Sonko dénonce détournements de fonds et tensions politiques
Lors de son passage à Mbacké et Touba, Ousmane Sonko, leader du mouvement Pastef, a transformé ces escales en tribunes politiques explosives. Entre critiques acerbes et révélations choc, il a ébranlé les certitudes politiques locales.
Après avoir lancé l’opération de vente des cartes d’électeur, il a enchaîné avec une rencontre à « Ngacc » où il a ciblé sans détour les ambitions démesurées de certains responsables.
une ethique implacable face aux compromissions
Le chef de file de Pastef a fustigé sans retenue les dirigeants qui, selon lui, se pressent aux portes du palais présidentiel pour décrocher un poste ministériel. Pour lui, cette course aux responsabilités trahit l’esprit même du mouvement.
« Un ministre Pastef ne vole pas, ne gonfle pas les coûts des marchés. Si son honneur est en jeu, il démissionne », a-t-il martelé. Il a opposé cette intégrité à une réalité qu’il juge décevante : « Posséder tous les biens du monde tout en courbant l’échine devant les citoyens, c’est trahir ses valeurs. Nous sommes des gens de principes. »

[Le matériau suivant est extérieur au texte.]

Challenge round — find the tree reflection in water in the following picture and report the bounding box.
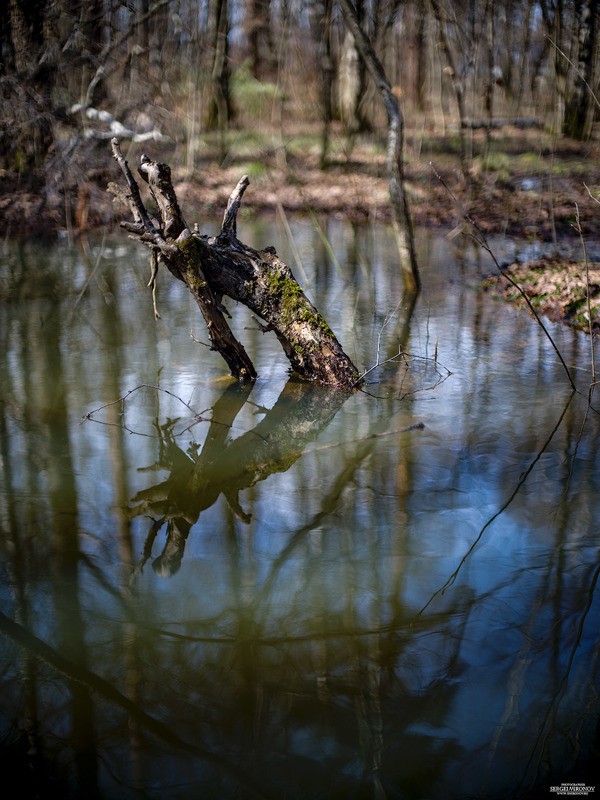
[0,228,600,800]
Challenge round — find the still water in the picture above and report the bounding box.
[0,220,600,800]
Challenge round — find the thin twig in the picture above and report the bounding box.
[419,390,576,616]
[575,203,596,383]
[219,175,250,236]
[430,162,577,391]
[81,383,200,422]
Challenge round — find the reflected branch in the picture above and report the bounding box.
[519,566,600,786]
[0,612,274,798]
[419,391,575,614]
[129,380,350,576]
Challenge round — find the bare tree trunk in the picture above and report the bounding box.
[311,0,333,169]
[431,0,472,174]
[109,139,359,389]
[205,0,233,134]
[558,0,600,140]
[339,0,421,292]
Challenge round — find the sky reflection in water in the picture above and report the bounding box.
[0,221,600,799]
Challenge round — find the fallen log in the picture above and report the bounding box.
[108,139,359,390]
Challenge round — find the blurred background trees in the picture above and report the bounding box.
[0,0,600,220]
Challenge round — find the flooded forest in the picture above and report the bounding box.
[0,0,600,800]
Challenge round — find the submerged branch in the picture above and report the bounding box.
[110,139,360,390]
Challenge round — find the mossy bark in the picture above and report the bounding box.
[109,140,359,390]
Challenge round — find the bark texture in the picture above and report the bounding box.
[109,139,359,390]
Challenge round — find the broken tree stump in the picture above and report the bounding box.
[108,139,360,390]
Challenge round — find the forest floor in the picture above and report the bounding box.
[0,121,600,329]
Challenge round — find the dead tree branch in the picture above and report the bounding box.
[109,139,359,390]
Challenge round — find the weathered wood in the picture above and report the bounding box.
[109,140,359,389]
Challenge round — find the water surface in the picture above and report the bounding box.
[0,220,600,800]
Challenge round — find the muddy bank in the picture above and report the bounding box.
[0,131,600,330]
[484,257,600,334]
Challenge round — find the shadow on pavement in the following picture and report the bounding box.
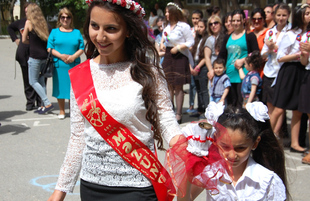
[0,110,27,121]
[0,124,30,135]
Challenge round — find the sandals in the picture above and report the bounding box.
[175,113,182,124]
[301,154,310,165]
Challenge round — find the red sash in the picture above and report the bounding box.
[69,60,175,201]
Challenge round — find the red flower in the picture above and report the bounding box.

des fonds publics détournés vers touba
L’annonce la plus fracassante concerne le détournement présumé de fonds publics vers Touba. Sonko a révélé, preuves à l’appui selon ses termes, que des sommes colossales issues des caisses de l’État auraient été acheminées vers la cité religieuse.
« Ces derniers temps, de l’argent a été déversé à Touba. C’est l’argent du pays, et c’est de l’argent volé », a-t-il asséné, insistant sur le fait que ces fonds ne servent aucun objectif social ou économique, mais seraient instrumentalisés à des fins politiques.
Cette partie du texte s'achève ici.